The other week we spoke to GfK’s Dr Morten Boyer about next year’s changes – the biggest to the way we measure Radio audiences since ratings were introduced, some 70 years ago.
The main changes:
- The introduction of “wearables” in the of form watches that passively gather data as to which stations the wearer comes within earshot during a surveyed period.
- The introduction of GfK tagging technology that can capture online streaming data as well as using server logs directly from the networks.
- An accelerated migration of paper diaries to e-diaries.
Last week we asked three of Australia’s top content directors whether they were comfortable with all these changes which could, potentially, turn station standings upside down, as happened in America a decade ago.
Given the extensive consultation that GfK had had with all stakeholders, stations and advertisers, it’s unlikely that the U.S. experience would be replicated in Australia.
ARN’s Duncan Campbell says, “What I like most is the of farewelling of the paper diaries. They were seen as archaic. And then there’s the introduction of some streaming data and some passive listening data as well. So, I think it’s a great step forward for the industry.
“The lessons from overseas are that everyone jumped on that data and was making minute by minute decisions based on what was being recorded. But just because someone stops listening in the middle of a song doesn’t mean they turned off (the radio) because they didn’t like the song – they might have just got out of the car, for example. That sort of behaviour has now changed considerably overseas, and there’s not that minute-by-minute decision making that was certainly made in the early days of passive measurement.”
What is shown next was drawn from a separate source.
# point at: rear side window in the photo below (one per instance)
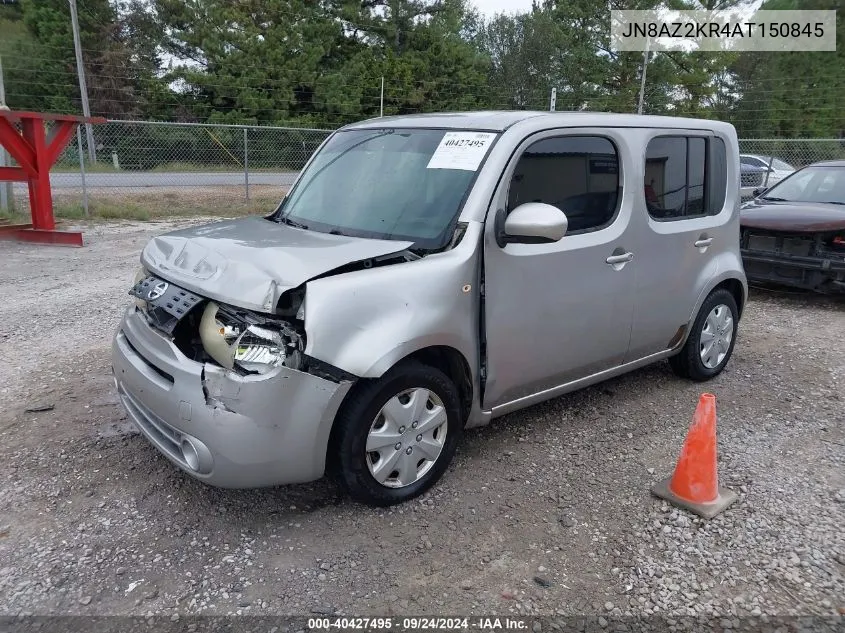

Nova Entertainment’s Paul Jackson agrees that the launch of “wearables” overseas was less than ideal. “They were only measuring one thing,” he says, “They threw out one methodology and went to another.
This (in Australia) isn’t throwing the baby out with the bathwater. This is well weighted. The watch is just a component and it’s still subject to a diary which wil be (mostly) online. So, I think I the mixture is right and well balanced.”
Nine Radio’s Greg Byrnes admits. “I was a little bit concerned about how a more mature listener might adapt to that. But the research showed that they’re open to new technologies and quite quick at picking them up. The increased use of e-diaries over recent months has had a minimal impact on surveys overall. So, provided the information and the marketing campaign is done effectively, which it will be, I’m quite comfortable with it all.”